George Osborne recently announced protection in the higher-education cuts for the so-called Stem subjects, but not the arts. Is this blinkered?
You know, it’s easy for politicians to look at the measurability of a science and maths education. I mean, fill out 100 questions, you get 100 right or 50 right or zero right, it’s easy to measure. There’s no test that can give you a score from zero to 100 on the question, “Is this student a good writer?” And society’s so focused on measurement. It’s awkward and sad. Singapore or Japan are highly known test-taking countries focused on science and engineering, yet are desperate to find innovation. And where are they looking? They’re looking to the west for new ideas. It’s kind of like a dog chasing after its tail a little bit – this weeding out of the idea that expression, something that exists in the intuition space, can matter. I mean, it’s ironic that the people who talk about these kind of things [cuts to the arts] are all counting on things to carry their message – like images, the written word – as givens.

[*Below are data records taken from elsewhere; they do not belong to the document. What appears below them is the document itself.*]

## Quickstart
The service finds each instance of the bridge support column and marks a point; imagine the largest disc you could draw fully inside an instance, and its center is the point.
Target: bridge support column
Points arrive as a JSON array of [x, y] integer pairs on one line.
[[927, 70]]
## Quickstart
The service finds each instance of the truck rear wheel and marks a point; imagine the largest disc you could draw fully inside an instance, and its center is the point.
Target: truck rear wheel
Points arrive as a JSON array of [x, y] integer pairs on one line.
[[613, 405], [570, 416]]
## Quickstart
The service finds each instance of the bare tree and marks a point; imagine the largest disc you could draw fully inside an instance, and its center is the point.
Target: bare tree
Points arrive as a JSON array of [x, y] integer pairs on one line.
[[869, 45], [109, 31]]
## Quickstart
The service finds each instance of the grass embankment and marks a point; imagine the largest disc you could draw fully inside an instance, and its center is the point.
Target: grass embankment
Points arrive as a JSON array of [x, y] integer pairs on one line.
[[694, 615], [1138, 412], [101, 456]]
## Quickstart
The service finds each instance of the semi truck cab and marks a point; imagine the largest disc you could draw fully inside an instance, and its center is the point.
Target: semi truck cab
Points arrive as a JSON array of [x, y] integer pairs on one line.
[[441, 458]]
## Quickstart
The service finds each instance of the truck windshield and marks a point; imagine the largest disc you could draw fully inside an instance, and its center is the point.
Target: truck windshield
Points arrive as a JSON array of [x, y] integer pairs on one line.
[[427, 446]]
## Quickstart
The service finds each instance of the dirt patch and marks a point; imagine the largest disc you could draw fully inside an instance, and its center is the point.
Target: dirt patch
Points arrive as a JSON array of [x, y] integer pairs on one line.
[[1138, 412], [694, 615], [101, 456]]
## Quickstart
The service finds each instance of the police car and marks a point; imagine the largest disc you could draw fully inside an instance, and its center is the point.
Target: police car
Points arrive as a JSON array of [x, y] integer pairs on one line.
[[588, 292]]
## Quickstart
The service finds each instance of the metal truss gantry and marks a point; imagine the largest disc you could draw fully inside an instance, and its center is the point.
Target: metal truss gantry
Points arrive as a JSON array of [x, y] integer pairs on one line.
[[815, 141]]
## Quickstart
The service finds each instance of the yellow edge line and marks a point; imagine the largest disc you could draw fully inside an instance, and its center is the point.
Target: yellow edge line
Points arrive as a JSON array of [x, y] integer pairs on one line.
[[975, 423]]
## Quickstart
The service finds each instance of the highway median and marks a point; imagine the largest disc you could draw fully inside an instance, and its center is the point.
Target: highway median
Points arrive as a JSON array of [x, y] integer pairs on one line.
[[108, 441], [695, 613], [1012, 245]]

Do you think that scientists tend to lack humanity?
Scientists would say otherwise. But scientists strive to be pure, to live in what’s called a “concept space”. And by doing so they tend to move away from the core humanist principles that actually put those two arms and legs on them in the first place. The best scientists that I’ve met are those that are humanists and scientists at the same time.